Na pintura de gênero havia a tentativa de dar à imagem um aspecto bastante real. Estando fora das esferas dos grandes centros, esta pintura se afastou dos padrões que orientavam a arte italiana da época, por exemplo. Havia uma busca pela representação, com o máximo de realismo, da perspectiva, das cores vivas dos objetos e da iluminação do ambiente. Além disso, surge a ideia de Kepler que define o olho humano como um produtor mecânico de pinturas, desta forma, atrela o processo de pintar ao processo de ver e os pintores passam a utilizar-se de objetos como a câmera obscura para dar mais realismo às suas representações.

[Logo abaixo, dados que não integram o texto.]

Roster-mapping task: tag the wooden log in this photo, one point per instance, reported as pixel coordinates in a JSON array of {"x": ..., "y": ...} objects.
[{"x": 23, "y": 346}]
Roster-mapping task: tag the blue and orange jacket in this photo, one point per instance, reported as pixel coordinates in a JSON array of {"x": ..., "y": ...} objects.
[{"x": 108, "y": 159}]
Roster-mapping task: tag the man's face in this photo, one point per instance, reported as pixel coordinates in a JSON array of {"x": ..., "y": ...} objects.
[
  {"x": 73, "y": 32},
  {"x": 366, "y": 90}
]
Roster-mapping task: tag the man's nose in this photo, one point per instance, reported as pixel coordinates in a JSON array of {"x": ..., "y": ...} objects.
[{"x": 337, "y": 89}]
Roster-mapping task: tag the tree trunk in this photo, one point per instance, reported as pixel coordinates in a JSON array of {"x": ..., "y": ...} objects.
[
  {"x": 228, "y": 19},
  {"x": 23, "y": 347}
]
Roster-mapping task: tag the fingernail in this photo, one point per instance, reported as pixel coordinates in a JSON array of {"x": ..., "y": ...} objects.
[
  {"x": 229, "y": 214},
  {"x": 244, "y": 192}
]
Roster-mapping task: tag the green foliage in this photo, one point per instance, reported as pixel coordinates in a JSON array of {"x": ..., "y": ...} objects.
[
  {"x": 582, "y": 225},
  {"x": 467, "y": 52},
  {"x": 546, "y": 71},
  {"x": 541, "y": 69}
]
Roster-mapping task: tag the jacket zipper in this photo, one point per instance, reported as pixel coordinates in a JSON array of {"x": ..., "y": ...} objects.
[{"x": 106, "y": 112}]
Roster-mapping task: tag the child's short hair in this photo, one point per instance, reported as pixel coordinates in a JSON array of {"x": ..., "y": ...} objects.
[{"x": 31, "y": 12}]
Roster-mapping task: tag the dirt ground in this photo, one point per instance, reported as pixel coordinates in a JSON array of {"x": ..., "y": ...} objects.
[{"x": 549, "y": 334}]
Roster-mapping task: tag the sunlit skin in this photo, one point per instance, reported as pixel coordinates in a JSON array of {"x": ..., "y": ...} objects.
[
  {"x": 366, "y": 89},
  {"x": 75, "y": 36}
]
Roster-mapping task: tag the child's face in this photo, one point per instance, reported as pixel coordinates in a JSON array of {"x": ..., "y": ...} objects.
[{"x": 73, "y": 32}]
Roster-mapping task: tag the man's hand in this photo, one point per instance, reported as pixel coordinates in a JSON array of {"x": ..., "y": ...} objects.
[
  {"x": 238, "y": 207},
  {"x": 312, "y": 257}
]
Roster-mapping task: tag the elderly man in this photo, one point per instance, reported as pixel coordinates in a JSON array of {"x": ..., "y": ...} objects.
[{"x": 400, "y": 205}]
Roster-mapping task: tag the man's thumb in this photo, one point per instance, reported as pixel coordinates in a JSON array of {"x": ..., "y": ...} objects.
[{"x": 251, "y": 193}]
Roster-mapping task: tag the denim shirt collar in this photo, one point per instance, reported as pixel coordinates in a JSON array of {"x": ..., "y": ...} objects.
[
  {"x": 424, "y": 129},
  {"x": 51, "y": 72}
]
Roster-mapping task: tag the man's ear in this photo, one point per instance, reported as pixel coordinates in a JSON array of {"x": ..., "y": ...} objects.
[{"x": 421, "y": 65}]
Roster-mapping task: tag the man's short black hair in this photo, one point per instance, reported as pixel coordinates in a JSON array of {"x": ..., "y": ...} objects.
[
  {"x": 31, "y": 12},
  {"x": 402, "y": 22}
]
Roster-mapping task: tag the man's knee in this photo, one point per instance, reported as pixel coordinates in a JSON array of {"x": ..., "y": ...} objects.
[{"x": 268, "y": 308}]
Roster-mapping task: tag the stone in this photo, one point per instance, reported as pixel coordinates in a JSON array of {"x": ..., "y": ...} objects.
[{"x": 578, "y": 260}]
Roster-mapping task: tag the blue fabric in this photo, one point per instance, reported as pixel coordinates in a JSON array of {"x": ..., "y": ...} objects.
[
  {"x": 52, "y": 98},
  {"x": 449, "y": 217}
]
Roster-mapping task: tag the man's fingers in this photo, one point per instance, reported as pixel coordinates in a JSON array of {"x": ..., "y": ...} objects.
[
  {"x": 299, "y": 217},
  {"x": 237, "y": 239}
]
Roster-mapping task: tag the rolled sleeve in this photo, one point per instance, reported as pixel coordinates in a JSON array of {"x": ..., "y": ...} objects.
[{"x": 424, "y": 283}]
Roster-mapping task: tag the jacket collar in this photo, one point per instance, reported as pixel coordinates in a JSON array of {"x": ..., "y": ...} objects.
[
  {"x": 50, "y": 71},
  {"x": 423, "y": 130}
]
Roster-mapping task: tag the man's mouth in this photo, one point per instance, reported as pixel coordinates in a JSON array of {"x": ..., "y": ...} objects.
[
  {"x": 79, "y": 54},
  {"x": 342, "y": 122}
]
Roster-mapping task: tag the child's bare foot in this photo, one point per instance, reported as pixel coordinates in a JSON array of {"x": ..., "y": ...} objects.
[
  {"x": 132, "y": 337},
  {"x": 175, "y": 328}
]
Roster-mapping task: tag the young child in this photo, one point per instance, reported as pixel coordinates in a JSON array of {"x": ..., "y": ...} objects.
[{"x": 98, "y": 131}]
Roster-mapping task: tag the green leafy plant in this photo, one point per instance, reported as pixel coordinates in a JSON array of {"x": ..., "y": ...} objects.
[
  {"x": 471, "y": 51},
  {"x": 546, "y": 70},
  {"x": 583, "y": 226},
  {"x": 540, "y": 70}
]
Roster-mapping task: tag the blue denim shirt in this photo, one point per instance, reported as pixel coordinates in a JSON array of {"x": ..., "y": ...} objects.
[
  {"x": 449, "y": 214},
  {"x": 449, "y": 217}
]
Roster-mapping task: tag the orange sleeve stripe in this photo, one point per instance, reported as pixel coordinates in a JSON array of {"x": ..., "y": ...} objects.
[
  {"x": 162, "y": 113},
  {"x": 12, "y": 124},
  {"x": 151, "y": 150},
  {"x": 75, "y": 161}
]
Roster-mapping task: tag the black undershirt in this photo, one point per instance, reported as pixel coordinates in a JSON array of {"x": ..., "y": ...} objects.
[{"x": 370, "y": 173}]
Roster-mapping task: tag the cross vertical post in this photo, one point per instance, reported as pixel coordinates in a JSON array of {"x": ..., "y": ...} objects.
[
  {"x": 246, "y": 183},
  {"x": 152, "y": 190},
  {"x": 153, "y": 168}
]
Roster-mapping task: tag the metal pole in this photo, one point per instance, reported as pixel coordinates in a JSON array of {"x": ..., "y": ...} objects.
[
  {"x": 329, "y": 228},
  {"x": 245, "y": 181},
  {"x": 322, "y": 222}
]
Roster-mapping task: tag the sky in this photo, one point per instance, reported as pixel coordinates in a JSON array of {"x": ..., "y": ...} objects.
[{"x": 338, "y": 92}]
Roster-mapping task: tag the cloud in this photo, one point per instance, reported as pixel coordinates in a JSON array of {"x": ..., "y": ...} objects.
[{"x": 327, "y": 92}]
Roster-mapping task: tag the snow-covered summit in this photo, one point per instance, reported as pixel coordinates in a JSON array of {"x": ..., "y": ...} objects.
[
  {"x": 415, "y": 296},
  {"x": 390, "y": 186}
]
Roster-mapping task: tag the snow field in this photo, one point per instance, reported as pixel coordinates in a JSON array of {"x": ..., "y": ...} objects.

No livro Manuale di storia dell‟arte de A. Springer e C. Ricci, ao descreverem as características de Adriaen van Ostade, outro grande representante da pintura de gênero, os autores também resumem os principais aspectos desse gênero que ora nos transporta para uma casa rústica onde alguns companheiros se encontram bebendo ou dançando, ora nos faz observar uma família em suas pacíficas ocupações...

as cores combinam um tom dominante a sombras delicadas e transparentes (SPRINGER;

RICCI, 1828, v. IV, p. 479)

O pintor conseguia ainda vários jogos, reflexos e gradações de luzes usando a câmera obscura. Esses elementos estão bem presentes nas descrições de Cecília Meireles sobre a Holanda: temos raparigas que se sentam, mulheres carregando baldes de leite, panos de renda, colchões, ladrilhos. Há uma preocupação com a disposição dos elementos no espaço, as janelas, vitrines, e portas se transformam em molduras... e há uma incansável retomada dos aspectos atribuídos à luz da Holanda:

Quando tudo estava pronto, uma janela abriu-se, diante de mim, e duas raparigas, de saia de lã e touca branca, sentaram-se de perfil, simetricamente, como os planos, a composição, a placidez de um quadro antigo. (MEIRELES, 1999, v. 2, p. 146)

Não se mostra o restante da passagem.